The law allows those with concealed-carry permits to bring guns into municipally-owned recreational facilities, but requires them to store guns securely out of view and access to others. However, guns could be brought to venues where children might be present, such as some after-school programs.
"This evening, I signed Senate Bill 317 because I support our Second Amendment rights, and I also see the need for uniform and consistent gun laws throughout the state. I believe this legislation will give municipalities clarity for regulating firearms in their facilities," Tomblin said in a statement released Tuesday.
Senate President Jeff Kessler, the bill's lead sponsor, mimicked those thoughts in a release Wednesday, saying he thinks it's better for the state to have consistent gun codes.

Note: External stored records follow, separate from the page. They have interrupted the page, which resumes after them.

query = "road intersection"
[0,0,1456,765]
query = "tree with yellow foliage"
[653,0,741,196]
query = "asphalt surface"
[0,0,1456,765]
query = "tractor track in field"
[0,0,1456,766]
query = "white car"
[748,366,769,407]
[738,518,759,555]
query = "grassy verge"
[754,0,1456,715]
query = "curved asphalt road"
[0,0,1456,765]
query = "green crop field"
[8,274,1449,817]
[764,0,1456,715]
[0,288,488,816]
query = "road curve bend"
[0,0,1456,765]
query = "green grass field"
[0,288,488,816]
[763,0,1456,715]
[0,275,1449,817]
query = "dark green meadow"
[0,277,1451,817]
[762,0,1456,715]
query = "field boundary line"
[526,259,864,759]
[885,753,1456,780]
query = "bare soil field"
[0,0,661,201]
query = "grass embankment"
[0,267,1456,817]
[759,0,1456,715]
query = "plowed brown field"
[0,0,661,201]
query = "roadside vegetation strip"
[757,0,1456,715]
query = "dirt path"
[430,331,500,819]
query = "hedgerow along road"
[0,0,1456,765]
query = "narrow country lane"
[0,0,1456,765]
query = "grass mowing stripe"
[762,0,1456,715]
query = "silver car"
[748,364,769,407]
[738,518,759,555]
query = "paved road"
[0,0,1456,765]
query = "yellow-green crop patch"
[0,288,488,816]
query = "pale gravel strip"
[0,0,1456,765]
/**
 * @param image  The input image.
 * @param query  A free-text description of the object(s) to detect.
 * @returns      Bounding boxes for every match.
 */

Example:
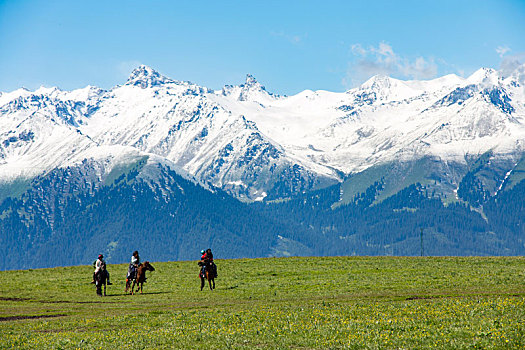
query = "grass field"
[0,257,525,349]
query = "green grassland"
[0,257,525,349]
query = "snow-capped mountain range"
[0,65,525,200]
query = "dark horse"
[199,262,215,291]
[95,264,108,296]
[126,261,155,294]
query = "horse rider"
[91,254,113,285]
[199,249,208,276]
[126,250,140,282]
[199,248,217,277]
[206,248,217,278]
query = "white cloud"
[496,46,511,57]
[343,42,438,88]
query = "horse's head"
[144,261,155,271]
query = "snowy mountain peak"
[244,74,264,86]
[126,64,173,89]
[467,68,500,86]
[221,74,279,105]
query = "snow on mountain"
[0,66,525,200]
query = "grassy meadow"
[0,257,525,349]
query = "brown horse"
[126,261,155,295]
[199,265,215,291]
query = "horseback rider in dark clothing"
[126,250,140,282]
[199,248,217,278]
[91,254,113,285]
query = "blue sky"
[0,0,525,95]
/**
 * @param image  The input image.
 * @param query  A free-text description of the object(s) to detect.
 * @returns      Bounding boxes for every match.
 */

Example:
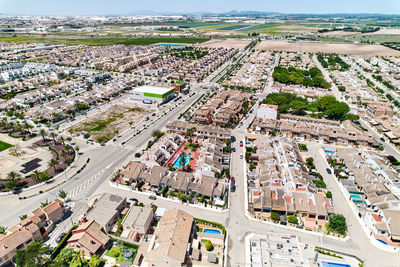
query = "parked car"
[56,233,66,243]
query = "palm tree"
[58,136,65,146]
[7,171,21,181]
[1,117,8,128]
[8,121,15,132]
[48,159,58,172]
[24,122,33,134]
[58,190,67,200]
[179,153,186,168]
[40,129,46,143]
[50,132,58,144]
[32,170,40,182]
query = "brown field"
[196,39,250,49]
[69,105,153,143]
[255,40,400,56]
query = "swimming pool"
[322,261,351,267]
[377,239,387,245]
[173,153,190,168]
[203,228,222,235]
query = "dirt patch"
[69,105,153,143]
[197,39,250,49]
[255,40,400,56]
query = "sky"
[0,0,400,15]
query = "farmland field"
[0,36,209,46]
[255,40,400,56]
[239,23,279,31]
[216,24,251,31]
[0,141,12,151]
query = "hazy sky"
[0,0,400,15]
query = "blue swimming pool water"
[322,261,351,267]
[377,239,387,245]
[203,228,221,235]
[173,153,190,168]
[158,44,186,47]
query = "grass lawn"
[105,243,139,263]
[0,36,209,46]
[0,141,12,151]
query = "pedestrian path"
[68,170,104,201]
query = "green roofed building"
[130,86,175,103]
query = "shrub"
[204,240,214,251]
[288,215,299,224]
[110,247,120,258]
[271,212,281,222]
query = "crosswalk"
[67,170,104,201]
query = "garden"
[105,240,139,264]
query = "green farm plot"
[216,24,251,31]
[178,23,224,28]
[239,24,279,32]
[0,36,209,46]
[0,141,12,151]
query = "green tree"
[151,130,164,138]
[69,250,87,267]
[0,226,7,235]
[271,212,281,222]
[15,241,51,267]
[328,214,347,234]
[288,215,299,224]
[47,159,58,172]
[58,190,67,200]
[89,254,104,267]
[204,240,214,251]
[40,199,49,208]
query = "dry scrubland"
[255,40,400,56]
[196,39,250,49]
[69,105,153,143]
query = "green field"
[0,141,12,151]
[0,36,209,46]
[216,24,251,31]
[239,24,279,32]
[178,23,224,28]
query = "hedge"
[194,218,225,235]
[51,225,78,259]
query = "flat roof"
[132,85,173,95]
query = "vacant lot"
[69,105,153,143]
[0,141,12,151]
[256,40,400,56]
[197,39,250,49]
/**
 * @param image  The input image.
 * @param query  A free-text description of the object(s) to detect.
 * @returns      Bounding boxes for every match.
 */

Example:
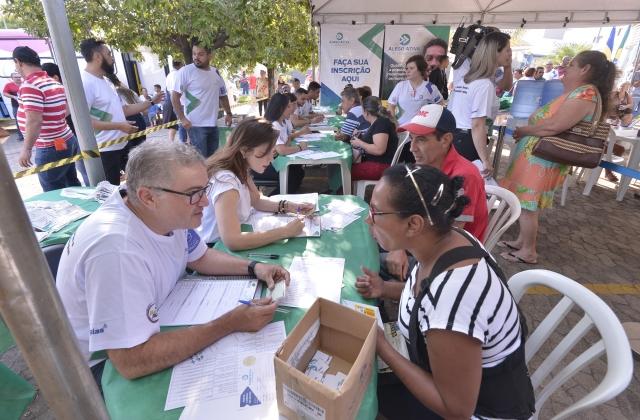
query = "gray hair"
[126,139,206,202]
[464,32,510,84]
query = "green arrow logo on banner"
[358,23,384,58]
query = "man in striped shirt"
[13,47,80,191]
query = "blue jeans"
[189,127,218,158]
[34,136,80,192]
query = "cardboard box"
[274,298,377,420]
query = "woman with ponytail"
[351,96,398,181]
[498,51,616,264]
[356,165,534,420]
[198,118,315,251]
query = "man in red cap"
[383,104,489,280]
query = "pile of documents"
[24,200,91,241]
[320,200,366,232]
[304,350,347,391]
[278,257,344,309]
[287,149,340,160]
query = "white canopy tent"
[310,0,640,29]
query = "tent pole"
[42,0,105,185]
[0,144,109,420]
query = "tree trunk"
[267,67,276,97]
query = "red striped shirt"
[18,71,73,148]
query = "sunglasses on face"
[424,54,447,61]
[150,183,213,205]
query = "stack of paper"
[164,321,286,419]
[269,193,320,211]
[158,276,258,326]
[297,133,325,142]
[279,257,344,309]
[24,200,91,233]
[320,200,365,232]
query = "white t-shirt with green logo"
[173,63,227,127]
[80,70,127,152]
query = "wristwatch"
[247,261,259,277]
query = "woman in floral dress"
[498,51,616,264]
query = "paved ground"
[0,110,640,420]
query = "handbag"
[532,92,611,168]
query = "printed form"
[164,321,286,408]
[158,276,258,327]
[278,257,344,309]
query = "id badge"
[53,138,67,152]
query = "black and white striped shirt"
[398,246,520,368]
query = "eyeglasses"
[369,204,410,225]
[149,182,213,205]
[424,54,447,61]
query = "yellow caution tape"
[13,121,178,179]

"In last year’s Home Rule legislation, there were restrictions implemented on having any gun ordinances for cities participating in the Home Rule Pilot Program, which was designed to give local officials more control," he said.
"SB 317 takes firearms completely out of the Home Rule process and, instead, requires all municipalities to follow state and federal gun laws."
Charleston Mayor Danny Jones expressed concerns after the legislative session over the provision in Senate Bill 317 that allows guns in municipally-owned recreational centers.
"One of those rec centers is associated with Kanawha County schools and if you carry a gun onto school property, it’s a felony," Jones told West Virginia Public Broadcasting on March 11.
"I’m wondering if legally if they can even do this. So, we’re ready to go to court and we’re ready to do whatever we can do to challenge this and to put a stop to this,” he said in the same interview.
The Charleston City Council last week repealed a 1993 ordinance that limited handgun sales in the city in an attempt to convince Gov. Tomblin to veto the bill.
In the statement Gov. Tomblin released Tuesday, he acknowledged Jones' outspokenness on the issue.
“I understand the concern of those who have voiced opinions about challenges within the bill related to municipally-owned recreational centers. I will continue to work with local and state officials to address those concerns," Tomblin said.
The bill overwhelmingly passed both chambers of the state legislature.